I am a Dance Education major and this semester I taught sixth graders at Brookhaven Elementary. During my time at Brookhaven I saw a couple of different teachers and classrooms, as I rotated classrooms every couple of weeks. Because of this rotation, I had the opportunity to revisit my lessons and revise them to create an even more effective program.
My lessons focus on dance concepts based on the B.E.S.T. (Body, Energy, Space, Time) principles. I strongly believe that teaching dance to children has many benefits that carry into their lives outside of the classroom. Dance helps students develop kinesthetic awareness, skills in creativity, imagination, collaboration, as well as social skills.
My Arts Bridge goals for this semester include improving my teaching skills, including presence, classroom management, and lesson planning. I also hope to create meaningful relationships with the students and a fun classroom environment for learning. I want to do this all while implementing their core curriculum in a new and fun way that hopefully appeals to many different kinds of learners.
States of Matter
During one of my lessons, we learned about the different states of matter. This lesson specifically focused on how the molecules move within the different states of matter, and how movements change as the state of matter is changed. The main thing that I learned from this first lesson is that I tend to be physically stiff when I teach. I really need to move around the room more so students learn how to use the space and feel seen the entire time.

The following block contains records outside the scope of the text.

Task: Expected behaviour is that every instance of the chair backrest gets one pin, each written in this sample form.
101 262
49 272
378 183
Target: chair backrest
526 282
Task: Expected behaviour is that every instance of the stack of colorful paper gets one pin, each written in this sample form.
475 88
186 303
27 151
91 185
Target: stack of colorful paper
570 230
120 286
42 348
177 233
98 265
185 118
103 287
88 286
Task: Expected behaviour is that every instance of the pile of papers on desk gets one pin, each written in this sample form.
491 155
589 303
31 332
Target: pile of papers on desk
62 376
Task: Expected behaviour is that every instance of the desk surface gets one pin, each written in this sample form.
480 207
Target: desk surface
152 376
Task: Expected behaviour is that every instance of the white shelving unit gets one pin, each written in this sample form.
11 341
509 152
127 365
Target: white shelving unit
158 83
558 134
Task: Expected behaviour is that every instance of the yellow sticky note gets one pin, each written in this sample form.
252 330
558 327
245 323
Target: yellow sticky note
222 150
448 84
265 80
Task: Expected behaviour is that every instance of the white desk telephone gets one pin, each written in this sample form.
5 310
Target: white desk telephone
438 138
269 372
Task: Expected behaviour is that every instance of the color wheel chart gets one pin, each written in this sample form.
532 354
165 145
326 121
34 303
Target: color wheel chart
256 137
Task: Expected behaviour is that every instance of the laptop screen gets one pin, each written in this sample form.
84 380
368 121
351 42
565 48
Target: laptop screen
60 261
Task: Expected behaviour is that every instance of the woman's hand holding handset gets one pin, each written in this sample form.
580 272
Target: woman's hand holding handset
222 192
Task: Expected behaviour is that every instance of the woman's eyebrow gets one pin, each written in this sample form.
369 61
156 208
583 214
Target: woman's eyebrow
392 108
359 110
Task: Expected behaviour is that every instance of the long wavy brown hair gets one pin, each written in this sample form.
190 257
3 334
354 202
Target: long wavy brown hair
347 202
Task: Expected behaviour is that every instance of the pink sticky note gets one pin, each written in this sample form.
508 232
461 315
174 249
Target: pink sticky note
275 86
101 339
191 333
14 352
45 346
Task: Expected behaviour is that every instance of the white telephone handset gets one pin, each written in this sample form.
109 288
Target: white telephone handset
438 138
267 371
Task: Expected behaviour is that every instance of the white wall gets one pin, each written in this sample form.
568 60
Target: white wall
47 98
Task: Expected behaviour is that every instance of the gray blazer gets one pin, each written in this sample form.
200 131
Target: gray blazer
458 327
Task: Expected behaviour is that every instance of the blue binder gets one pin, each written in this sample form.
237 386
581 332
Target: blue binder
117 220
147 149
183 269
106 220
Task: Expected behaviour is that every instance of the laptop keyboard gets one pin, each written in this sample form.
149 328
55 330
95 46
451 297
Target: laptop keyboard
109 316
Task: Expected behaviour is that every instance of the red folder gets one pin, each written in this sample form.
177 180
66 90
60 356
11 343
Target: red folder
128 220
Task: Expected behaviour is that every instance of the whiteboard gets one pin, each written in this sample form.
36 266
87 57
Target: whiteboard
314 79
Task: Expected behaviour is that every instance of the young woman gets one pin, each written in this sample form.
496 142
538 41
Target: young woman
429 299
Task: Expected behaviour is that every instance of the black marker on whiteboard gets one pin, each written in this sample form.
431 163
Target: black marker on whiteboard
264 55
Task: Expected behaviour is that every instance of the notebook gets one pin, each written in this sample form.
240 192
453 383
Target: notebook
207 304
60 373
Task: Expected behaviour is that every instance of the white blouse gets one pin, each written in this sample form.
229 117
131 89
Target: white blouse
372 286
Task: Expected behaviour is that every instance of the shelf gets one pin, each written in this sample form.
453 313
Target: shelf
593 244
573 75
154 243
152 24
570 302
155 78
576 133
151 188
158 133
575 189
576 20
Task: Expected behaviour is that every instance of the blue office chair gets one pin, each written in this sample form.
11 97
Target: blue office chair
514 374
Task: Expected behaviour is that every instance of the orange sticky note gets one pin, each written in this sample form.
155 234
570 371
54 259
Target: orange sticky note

Students gained an understanding of the molecules in different states of matter, and learn how gaining and releasing energy affects these states. They showed this understanding through embodying these states through movement and evaluating problems to translate into choreographed movement within a group. In order to demonstrate these principles, first the class warmed up by using the Brain Dance, then moved their bodies as if they were different states of matter. For example, students acting as a solid tried to use as much axial movement as they could without picking up their feet; “liquid” students moved as if they were filling a container by visualizing a box surrounding their body, noticing how their movements changed when the shape of the container shifted from tall and narrow to wide and flat; students acting as a gas filled the room by expanding and moving their bodies as quickly as possible.
Then, class members practiced dancing the changing states of matter, gaining and releasing energy and learning terms like condensation, melting, evaporation, and freezing based on how many beats they heard from my drum. Each set of beats determined which state of matter they were to dance. Next, students were given an ordinary matter-changing-state scenario and asked to make and perform a dance that used movements based on the states of matter included in their scenario. For example, one scenario looked like this: When I went to school, I noticed there was snow on the ground. By the time I had recess, it was warm outside and all I saw were puddles. Then when I left school at the end of the day, the puddles were gone.
Video of Lesson 1, Changing States of Matter
What I Learned
I noticed that students responded really well to my voice and energy in the classroom, and some students who would not participate in lesson 1 did participate by lesson 3.
Lessons I learned from these teaching experiences include:
- Be clear with your rules and procedures from the very beginning. If students don’t understand instructions the first time, go back and make sure they do. There is nothing wrong with demanding correct behavior from students.
- Walk throughout the space to show the students that you are watching and listening. Standing at the front allows for students to hide in the back or move away from your view. This leads to off-task students, including hiding under desks, not participating, and creating safety issues for those around them.
3. BE LOUD! Students match your energy no matter what that is. So if you are quiet and timid, they will be too. I found that when I was into it and demonstrating full-out, students felt more comfortable moving and speaking up as well.
In the future, these are the elements I want to improve in my teaching:
- Stating objectives clearly and in small pieces so that students understand and do not get confused: I found that I wanted to get through my lesson so badly that I would fly by the rules of my classroom. This led to more people being off-task and more time being spent on bringing them back. At the beginning, I also didn’t have a clear call-back signal to rein them back in when things got too crazy. During subsequent lessons, a clear call-back worked effectively to engage student responsiveness, regain student attention, and move forward.
- Add more time for fun and games in lessons. Dance should be fun and at times, the lessons felt like all work and no play.
- Add more creative imagery into my lessons: I really want to create this world with students that they can explore. This is done by constantly using vivid imagery throughout my lessons. Examples can include: hot chocolate in the freezer, boiling water on the stove, etc. These words and images can be used so that my lessons are more vibrant and engaging.
- Don’t rush through the lesson. Don’t worry about getting through all of the content: it is more important that the students understand what you are teaching and what they are learning than to finish all of the activities and content. Don’t be afraid to slow it down and try again to help students get it right so that the lesson is clear.
I am so grateful that I got this opportunity and believe that it has helped me grow extensively as a teacher. I will take all of these tips and experiences into my career and apply them as I continue into this field.